The signals that help monitor COVID activity include Change Healthcare COVID-like illness (CHNG-CLI), in the form of suspected COVID outpatient data; Change Healthcare COVID (CHNG-COVID), dealing with confirmed COVID outpatient data; COVID-19 Trends and Impact Survey CLI (CTIS-CLI) estimating population percentages with symptoms similar to COVID-19; COVID-19 Trends and Impact Survey CLI in the community (CTIS-CLI-in-community), community percentage aware of someone sick; Quidel test positivity rate (Quidel-TPR), positive test percentage.
These indicators track national trends, as well as showing patterns at the state and county levels. These can therefore help provide more accurate forecasts of future COVID-19 caseloads.
The indicators on COVIDcast API show geographical correlation, where signal values correlate with case rates at that location, allowing hotspots to be identified at any moment.
They also correlate with temporal case trends. For example, the survey-based CLI-in-community signal was most closely correlated with case rates, indicating their value in following trends in both symptoms and cases, even if and especially if this is the only source of data.
Conversely, the claims signals (CHNG-COVID and CHNG-CLI) are better correlated with temporal trends and allow comparison of case rates at different time points. Interestingly, the CTIS-CLI-in-community signal is a strong predictor of confirmed cases, comparable to a signal that detects such cases, even though the former is simply the percentage of people who know someone sick with COVID-19-like symptoms.
Ensuring robust data
The use of data from many different sources avoids confusion due to variations in definition and criteria, differences in reporting protocols, backlog clearing, and artefactual increases or decreases in case rates.
The COVIDcast API indicators also allow revisions to be noticed, thus helping build more accurate models and evaluations of existing models. For instance, many claim entries are backfilled, with initial and final reports varying by as much as a fifth for up to 35 days. Again, as death certificates are reviewed, and backlogs in public health reporting of cases and deaths are cleared, thousands of cases and deaths may change their status.
Forecast models will need to exclude backfilled data, and this feature of the API is therefore very useful for such scientists by showing all earlier versions and allowing access to them.
The auxiliary signals allow case monitoring but also show the effects of interventions on public health, thus helping assign resources correctly. Claims data would show people seeking medical help. Increased mobility data would show how far restrictions are being followed. Vaccine acceptance rates may help shape efforts to expand coverage.
What are the implications?
The COVIDcast API thus allows COVID cases to be monitored by region and by time, using signals from several different sources. This ensures the data escapes error from the use of a single source, enhancing the robustness of the forecasts and other findings. It also allows surveillance glitches to be detected and fixed.
The use of non-conventional sources of COVID indicators, such as mobility profiles, searches on the Internet, the use of masks, and vaccine hesitancy, may help frame policies and direct research.
The revision tracking feature allows “what was known when” to be identified, thus helping uncover the performance profile and issues with real-time surveillance indicators.
The use of multiple signals into one format with this feature not only allows public health reporting and surveillance for syndromes of symptoms, but many public behaviors and mobility.

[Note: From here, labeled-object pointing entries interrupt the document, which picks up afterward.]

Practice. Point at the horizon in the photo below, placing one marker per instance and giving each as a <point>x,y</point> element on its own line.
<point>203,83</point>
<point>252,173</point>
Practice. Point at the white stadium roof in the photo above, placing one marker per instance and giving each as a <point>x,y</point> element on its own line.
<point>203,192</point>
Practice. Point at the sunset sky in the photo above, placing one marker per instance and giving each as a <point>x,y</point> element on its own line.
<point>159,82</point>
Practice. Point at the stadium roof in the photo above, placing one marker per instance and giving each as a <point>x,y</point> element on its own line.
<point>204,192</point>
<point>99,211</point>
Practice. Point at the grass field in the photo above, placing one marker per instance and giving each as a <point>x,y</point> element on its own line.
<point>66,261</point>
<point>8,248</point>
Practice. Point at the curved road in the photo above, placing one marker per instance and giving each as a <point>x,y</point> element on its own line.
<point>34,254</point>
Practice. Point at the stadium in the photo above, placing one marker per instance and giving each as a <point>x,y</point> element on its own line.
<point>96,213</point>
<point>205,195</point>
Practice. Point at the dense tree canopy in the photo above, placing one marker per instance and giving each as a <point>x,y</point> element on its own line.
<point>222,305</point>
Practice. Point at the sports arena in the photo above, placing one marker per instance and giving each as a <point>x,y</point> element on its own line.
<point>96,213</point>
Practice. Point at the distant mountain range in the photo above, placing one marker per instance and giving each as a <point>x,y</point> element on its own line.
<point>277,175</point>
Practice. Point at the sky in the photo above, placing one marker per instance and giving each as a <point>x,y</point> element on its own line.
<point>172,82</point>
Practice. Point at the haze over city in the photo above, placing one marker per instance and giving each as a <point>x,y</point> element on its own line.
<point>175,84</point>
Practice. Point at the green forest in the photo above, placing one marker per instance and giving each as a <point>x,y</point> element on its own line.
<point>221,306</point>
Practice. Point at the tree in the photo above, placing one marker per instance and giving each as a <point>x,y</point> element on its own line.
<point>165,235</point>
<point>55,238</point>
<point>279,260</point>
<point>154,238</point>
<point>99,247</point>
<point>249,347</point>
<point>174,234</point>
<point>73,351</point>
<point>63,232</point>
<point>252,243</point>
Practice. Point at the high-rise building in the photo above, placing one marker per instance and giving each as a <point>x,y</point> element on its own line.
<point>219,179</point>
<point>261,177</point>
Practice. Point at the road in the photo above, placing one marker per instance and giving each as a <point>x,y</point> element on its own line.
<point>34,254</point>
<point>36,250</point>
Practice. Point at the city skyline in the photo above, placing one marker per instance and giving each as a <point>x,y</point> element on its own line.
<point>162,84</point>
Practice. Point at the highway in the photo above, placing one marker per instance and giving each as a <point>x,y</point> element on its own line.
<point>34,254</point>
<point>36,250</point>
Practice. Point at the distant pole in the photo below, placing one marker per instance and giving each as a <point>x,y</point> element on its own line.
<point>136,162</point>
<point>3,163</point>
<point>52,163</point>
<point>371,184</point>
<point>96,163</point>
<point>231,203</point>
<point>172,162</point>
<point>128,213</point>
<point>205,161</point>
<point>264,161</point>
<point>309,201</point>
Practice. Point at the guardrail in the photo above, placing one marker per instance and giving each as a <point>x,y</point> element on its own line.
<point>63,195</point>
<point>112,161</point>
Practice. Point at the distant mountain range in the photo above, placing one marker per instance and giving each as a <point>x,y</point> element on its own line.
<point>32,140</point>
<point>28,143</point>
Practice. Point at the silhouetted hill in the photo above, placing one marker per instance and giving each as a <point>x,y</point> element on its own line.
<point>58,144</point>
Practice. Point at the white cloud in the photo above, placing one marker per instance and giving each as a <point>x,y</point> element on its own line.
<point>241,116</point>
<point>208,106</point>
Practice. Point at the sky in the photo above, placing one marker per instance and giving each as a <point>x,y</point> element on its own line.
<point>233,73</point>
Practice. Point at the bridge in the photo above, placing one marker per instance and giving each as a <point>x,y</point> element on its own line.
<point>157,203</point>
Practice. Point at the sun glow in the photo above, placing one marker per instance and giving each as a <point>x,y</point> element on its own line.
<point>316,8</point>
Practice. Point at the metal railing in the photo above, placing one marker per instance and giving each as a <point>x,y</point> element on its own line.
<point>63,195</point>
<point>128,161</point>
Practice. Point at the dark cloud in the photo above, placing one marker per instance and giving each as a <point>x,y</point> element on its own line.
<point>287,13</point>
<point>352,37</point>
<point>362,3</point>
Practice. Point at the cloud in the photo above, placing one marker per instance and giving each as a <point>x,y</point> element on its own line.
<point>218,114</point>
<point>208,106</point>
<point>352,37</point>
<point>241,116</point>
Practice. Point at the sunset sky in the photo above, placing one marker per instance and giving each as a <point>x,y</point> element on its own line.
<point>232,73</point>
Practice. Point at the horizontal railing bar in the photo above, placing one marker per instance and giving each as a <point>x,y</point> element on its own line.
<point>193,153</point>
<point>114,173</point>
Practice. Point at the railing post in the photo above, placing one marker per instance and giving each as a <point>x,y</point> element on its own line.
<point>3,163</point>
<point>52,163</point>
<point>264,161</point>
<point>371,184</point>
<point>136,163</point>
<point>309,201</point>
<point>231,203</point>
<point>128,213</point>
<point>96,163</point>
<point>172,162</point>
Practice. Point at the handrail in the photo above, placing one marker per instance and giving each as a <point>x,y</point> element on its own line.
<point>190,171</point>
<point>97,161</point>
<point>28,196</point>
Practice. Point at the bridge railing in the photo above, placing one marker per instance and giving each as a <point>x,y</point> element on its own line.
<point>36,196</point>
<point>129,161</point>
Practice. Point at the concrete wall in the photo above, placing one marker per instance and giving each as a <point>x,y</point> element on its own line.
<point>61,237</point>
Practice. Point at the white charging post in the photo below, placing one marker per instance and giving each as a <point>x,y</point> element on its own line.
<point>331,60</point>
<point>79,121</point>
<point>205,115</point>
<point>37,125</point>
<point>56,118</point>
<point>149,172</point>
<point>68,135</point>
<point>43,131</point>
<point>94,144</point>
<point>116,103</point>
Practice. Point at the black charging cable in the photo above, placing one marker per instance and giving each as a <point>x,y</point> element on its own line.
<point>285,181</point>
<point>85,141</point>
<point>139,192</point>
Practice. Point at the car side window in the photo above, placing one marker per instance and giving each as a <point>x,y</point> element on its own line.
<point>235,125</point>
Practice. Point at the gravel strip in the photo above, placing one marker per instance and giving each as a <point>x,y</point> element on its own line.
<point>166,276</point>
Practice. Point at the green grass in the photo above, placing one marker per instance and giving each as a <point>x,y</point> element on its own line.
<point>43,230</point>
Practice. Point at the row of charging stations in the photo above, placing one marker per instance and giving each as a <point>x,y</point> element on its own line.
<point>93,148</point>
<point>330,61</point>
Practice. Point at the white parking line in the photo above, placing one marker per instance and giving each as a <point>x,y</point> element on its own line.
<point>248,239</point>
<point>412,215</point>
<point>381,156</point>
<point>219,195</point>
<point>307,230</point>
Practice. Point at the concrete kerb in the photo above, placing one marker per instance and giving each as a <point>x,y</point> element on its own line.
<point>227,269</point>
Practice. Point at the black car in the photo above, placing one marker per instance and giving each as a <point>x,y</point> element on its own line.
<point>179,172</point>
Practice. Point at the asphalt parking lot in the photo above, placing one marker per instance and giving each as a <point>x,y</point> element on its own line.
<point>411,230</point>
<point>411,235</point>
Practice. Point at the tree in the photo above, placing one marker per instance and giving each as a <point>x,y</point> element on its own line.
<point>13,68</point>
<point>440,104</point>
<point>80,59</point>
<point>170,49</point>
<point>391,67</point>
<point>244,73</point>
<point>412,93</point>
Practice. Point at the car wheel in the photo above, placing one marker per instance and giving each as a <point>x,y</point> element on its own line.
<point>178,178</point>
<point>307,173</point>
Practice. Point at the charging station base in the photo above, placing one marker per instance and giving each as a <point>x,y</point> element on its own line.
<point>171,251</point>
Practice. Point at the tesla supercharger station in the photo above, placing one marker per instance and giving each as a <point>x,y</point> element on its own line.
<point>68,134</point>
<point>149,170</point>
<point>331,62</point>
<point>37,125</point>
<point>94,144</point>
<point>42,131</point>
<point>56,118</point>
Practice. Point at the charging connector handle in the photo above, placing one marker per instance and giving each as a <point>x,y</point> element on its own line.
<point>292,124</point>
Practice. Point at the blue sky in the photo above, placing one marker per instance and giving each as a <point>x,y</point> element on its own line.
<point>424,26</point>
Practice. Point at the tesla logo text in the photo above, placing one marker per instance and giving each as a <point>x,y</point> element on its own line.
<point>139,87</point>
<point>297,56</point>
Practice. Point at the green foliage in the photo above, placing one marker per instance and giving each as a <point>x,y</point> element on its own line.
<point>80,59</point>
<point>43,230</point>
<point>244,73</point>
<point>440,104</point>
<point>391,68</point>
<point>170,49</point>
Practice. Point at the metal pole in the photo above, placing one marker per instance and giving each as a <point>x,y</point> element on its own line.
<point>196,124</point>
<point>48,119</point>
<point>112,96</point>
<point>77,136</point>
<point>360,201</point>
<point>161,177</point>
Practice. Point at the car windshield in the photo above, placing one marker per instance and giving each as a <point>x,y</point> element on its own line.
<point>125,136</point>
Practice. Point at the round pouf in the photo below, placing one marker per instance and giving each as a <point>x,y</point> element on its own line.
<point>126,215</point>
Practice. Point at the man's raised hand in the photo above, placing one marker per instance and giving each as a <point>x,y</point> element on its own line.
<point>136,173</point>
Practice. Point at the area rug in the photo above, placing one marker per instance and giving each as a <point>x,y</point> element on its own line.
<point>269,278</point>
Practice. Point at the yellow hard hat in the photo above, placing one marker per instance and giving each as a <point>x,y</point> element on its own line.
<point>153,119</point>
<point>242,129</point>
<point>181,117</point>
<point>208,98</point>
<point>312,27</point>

Convenient and real-time access to this data enables continuous telemetry summarizing how things are, how they are expected to change, which areas need additional resources to be allocated in response, and how effective public communication is,” write the authors.
medRxiv publishes preliminary scientific reports that are not peer-reviewed and, therefore, should not be regarded as conclusive, guide clinical practice/health-related behavior, or treated as established information.